3. Lack of information and lack of incentives for change lead to an appalling situation.

  • No one knew due to lack of information: "For years, law schools were able to obscure the poor market by refusing to publish meaningful employment information about their graduates. But in response to pressure from skeptical lawmakers and unhappy graduates, the schools began sharing the data — and it wasn’t a pretty picture. Forty-three percent of all 2013 law school graduates did not have long-term full-time legal jobs nine months after graduation, and the numbers are only getting worse. In 2012, the average law graduate’s debt was $140,000, 59 percent higher than eight years earlier."

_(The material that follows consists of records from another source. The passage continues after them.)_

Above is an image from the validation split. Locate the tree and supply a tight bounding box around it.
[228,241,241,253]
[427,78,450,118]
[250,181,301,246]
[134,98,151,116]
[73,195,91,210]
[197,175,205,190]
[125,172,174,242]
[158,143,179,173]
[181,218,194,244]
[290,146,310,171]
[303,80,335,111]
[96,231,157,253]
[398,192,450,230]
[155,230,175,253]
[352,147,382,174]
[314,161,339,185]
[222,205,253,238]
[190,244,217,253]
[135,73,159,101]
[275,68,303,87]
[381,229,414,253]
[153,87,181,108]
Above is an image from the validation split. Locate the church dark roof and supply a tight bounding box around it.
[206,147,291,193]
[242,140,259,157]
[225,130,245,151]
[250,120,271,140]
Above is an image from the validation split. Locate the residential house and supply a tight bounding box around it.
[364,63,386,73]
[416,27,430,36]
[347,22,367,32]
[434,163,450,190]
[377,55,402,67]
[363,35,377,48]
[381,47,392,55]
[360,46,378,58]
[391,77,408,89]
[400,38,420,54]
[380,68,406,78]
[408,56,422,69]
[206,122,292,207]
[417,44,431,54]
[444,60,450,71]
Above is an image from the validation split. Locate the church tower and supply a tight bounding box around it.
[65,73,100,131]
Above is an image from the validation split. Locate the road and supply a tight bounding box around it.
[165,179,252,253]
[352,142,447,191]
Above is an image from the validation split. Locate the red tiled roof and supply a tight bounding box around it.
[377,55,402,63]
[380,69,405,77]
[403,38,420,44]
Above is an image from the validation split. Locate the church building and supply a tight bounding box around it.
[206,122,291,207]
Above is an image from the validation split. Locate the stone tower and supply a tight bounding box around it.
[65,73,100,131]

Beyond the importance of transparency of information (or lack of), this also highlights the importance of understanding the motivations of colleges and think of incentives that lead for real, long-term changes in behaviors.

4. How to get out of this? Two options mentioned in the article. 

  • "For starters, the government must require accountability from the law schools that live off student loans. This year, the Obama administration extended the so-called gainful employment rule, which ties a school’s eligibility to receive federal student loans to its success in preparing graduates for jobs that will enable them to repay their debt. The rule currently applies only to for-profit law schools, all of which, given their track records, would fail to qualify for federal loans. This rule should also apply to nonprofit schools. If it did, as many as 50 nonprofit schools could fail as well, based on one measure that considers students’ debt-to-income ratio."
  • "Another good idea would be to cap the amount of federal loans available to individual schools or to students. This could drive down tuition costs, and reduce the debt loads students carry when they leave school."

This highlights the importance of taking a holistic view of all the players in the system. 

It also points how more access to money leads to higher costs, and thus higher debts.

What is a provocation or insight that might inspire others during this challenge?

How can we get out of a death spiral where costs for law education (and beyond) increase while the number of students not passing the bar increases? What is the role of the different stakeholders in the education system? How to align their actions to implement real change? What are incentives for them to change their practices?


Join the conversation:

Photo of Nicole Cote

Thank you so much for pointing out this informative, but distressing story. I have generally heard that in the law school market there is this sense that if you don't go to a top school you shouldn't go at all. This seems like something that is a little elitist to say, but to be honest, it astounds me that there are SO MANY law schools in the United States. Certainly, not all of the students who graduate from these programs will become lawyers. Do we need that many!? I would be concerned if we do! Also, is there a point to them being very difficult to get into? There may be. In my experience it seems that people see law as a field that is a golden ticket to being wealthy. But, how many new lawyers are needed and where are firms to choose from besides the top schools (they are pushing out more than enough of newly educated people alone, aren't they)? What's fascinating is that in other countries (including the UK) law is an undergraduate degree! There is no such thing as "law schools" like there are here. An interesting alternative....

Photo of Anne-Laure Fayard

Thanks Nicole for this information. In France too, you can get an undergraduate degree in law. In fact, a lot of people do this as an undergraduate and there are a lot of excellent public universities.